Addressing attendees of "Crisis in the Church"
last September, Bishop Raphael J. Adams said, "We can only find
ourselves together with others, and we can only find others if
we search for them in God.." In that spirit, we are pleased to
introduce "Epiphanies" as a regular addition to NP. In this space,
we invite readers to share manifestations they've received along
their faith journeys with the Lord. They may have been unprecipitated
flashes of insight, or understandings that resulted from a brief
event or long experience. All are gifts of grace. If you think
that YOUR epiphany will help others to find themselves in God,
please send it to us in 500 words or less to EPHIPHANIES, P.O.
BOX 58273, LOUISVILLE, KY 40258. You also can e-mail us at info@orccna.org
or submit your Ephipany on-line
by clicking here!
If we use it, we'll send you a complimentary copy of the next
issue of NP or add an issue to your subscription.
Thy Will Be Done, Please
Valerie Kane
Four words in The Lord's Prayer always prompted
me to say them with my fingers figuratively, if not literally,
crossed behind my back. Indeed, I'd be willing to wager that many
Christians pray them, not with joyous expectation, but with sullen
resignation. A sort of "Well, if that's the way it has to be"
attitude.

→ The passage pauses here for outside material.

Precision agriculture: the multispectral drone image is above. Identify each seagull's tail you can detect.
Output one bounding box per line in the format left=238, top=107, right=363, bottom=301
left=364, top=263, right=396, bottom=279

What is it about the petition, "Thy will be done" that
impels so many of us to softly add, "Just not any time soon, please"?
In my case, I was just a child of four the
first time I heard the words "God's will", and they had been used
to explain to me why my eight-month-old cousin, a beautiful baby
girl with enormous blue eyes, had just died of a sudden illness.
God's will? I wondered. That an innocent child should die and
parents grieve? What kind of God had willed such a thing? Thereafter,
whenever adults referred to some tragedy or calamity as "the will
of God", they reinforced my growing conviction that God was indeed
capricious, if not cruel-certainly strange for a God who was also
supposed to love me and to whom I was taught to pray for my needs.
I suspect that many Christians, when they were children, had experiences
similar to mine and came to the same conclusion: Why on earth
would anyone ask for God to work His will in our lives? It could
only mean pain and loss.
Now that I've lived more than half my life,
I realize that suffering is not God's will for me or for any of
His children. What is His will is that all things work for my
ultimate good and bring me ever closer to Him. That they one day
re-unite me with Him. Sometimes, though, because of my fallen
nature, my good can only be achieved through some measure of suffering.
That's why experiences that I prayed to be spared of ultimately
led me to better places that only God could have foreseen.
Of course, this is often small comfort to
me or to anyone who's truly struggling with pain, injustice, loss,
illness, or that great spoiler-anxiety. But it recently came to
me that in The Lord's Prayer, we not only ask that God's will
be done but that it be done "on Earth as it is in Heaven." The
question then follows, What could possibly occur in Heaven, the
seat of God's abiding love, that we Christians would not all deeply
desire, that would not make us eternally happy? That's right,
nothing. So when we pray "Thy will be done", in our hearts we
ought to be shouting, "Yes, Lord! Please. Each and every day."